MURAKAMI: Was Lenny on a year-long sabbatical?

OZAWA: Yes, he was off for a whole year, the ’64 to ’65 season.

MURAKAMI: And you were basically managing the orchestra while he was gone.

OZAWA: Right. I was like a replacement music director. But not personnel. I refused to do that. And I didn’t do auditions. All I did was the busywork. But that was more than enough, let me tell you!

MURAKAMI: That was before you went to Toronto, right?

OZAWA: Right. I think it was the year before I went to Toronto. I probably got all of that business taken care of before I left.

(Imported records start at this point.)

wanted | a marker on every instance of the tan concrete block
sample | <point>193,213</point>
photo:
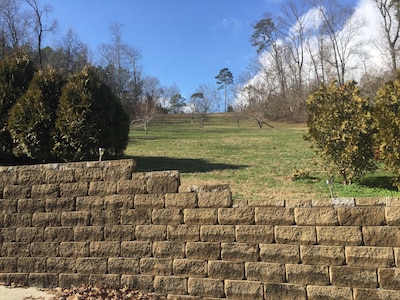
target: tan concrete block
<point>203,251</point>
<point>322,255</point>
<point>339,235</point>
<point>143,283</point>
<point>389,279</point>
<point>119,233</point>
<point>69,280</point>
<point>381,236</point>
<point>91,265</point>
<point>10,206</point>
<point>30,206</point>
<point>126,266</point>
<point>29,234</point>
<point>303,235</point>
<point>156,266</point>
<point>7,235</point>
<point>131,187</point>
<point>88,233</point>
<point>16,192</point>
<point>255,234</point>
<point>136,249</point>
<point>244,290</point>
<point>89,203</point>
<point>89,174</point>
<point>170,285</point>
<point>60,204</point>
<point>313,216</point>
<point>118,202</point>
<point>74,189</point>
<point>163,182</point>
<point>265,272</point>
<point>168,249</point>
<point>274,216</point>
<point>329,292</point>
<point>369,256</point>
<point>74,249</point>
<point>61,265</point>
<point>101,188</point>
<point>284,291</point>
<point>149,201</point>
<point>59,176</point>
<point>105,249</point>
<point>168,216</point>
<point>43,280</point>
<point>14,249</point>
<point>105,217</point>
<point>206,287</point>
<point>31,264</point>
<point>16,220</point>
<point>354,276</point>
<point>183,233</point>
<point>240,252</point>
<point>236,216</point>
<point>217,233</point>
<point>279,253</point>
<point>190,268</point>
<point>307,274</point>
<point>136,217</point>
<point>214,199</point>
<point>201,216</point>
<point>151,232</point>
<point>392,216</point>
<point>105,280</point>
<point>362,294</point>
<point>45,249</point>
<point>361,216</point>
<point>218,269</point>
<point>181,200</point>
<point>45,190</point>
<point>8,264</point>
<point>46,219</point>
<point>14,278</point>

MURAKAMI: And Bernstein was in Vienna the whole time?

OZAWA: Yes, he supposedly took the year off because he wanted to take a break from conducting and concentrate instead on composing, but in fact he did a lot of conducting in Vienna. I remember there was an awful lot of grumbling about that in New York. Then all of a sudden Vienna made him an offer, and that was it—he went. It might have been at that time that he conducted Beethoven’s opera Fidelio. In an old theater called Theater an der Wien, which was where Fidelio had had its first performance, in 1805. I had some kind of work in Vienna at the time of Lenny’s performance, I forget what it was, but I went to hear it—sitting right next to Karl Böhm!

MURAKAMI: Amazing!

OZAWA: I seem to recall he gave me the ticket. Yes, it was his wife’s. I didn’t have any money in those days. I was traveling to Vienna to conduct, but their fees were incredibly small, and it cost a lot to go there from America. Maybe that’s why I got a free ticket. So anyway, after the performance, I went with Böhm to Lenny’s dressing room. I was very curious to hear what the two of them would talk about, but neither of them said a word about Fidelio. I mean, Böhm was the world’s leading conductor of Fidelio, after all.

MURAKAMI: True.

OZAWA: I had worked as his assistant when he came to Japan and conducted Fidelio at the Nissay Theatre, so I figured they’d have a ton of things to say about the opera, but neither of them said a word about it. [ Laughter. ] I don’t remember exactly what they talked about, but I think it was, like, food, and remarks about the theater, stuff like that.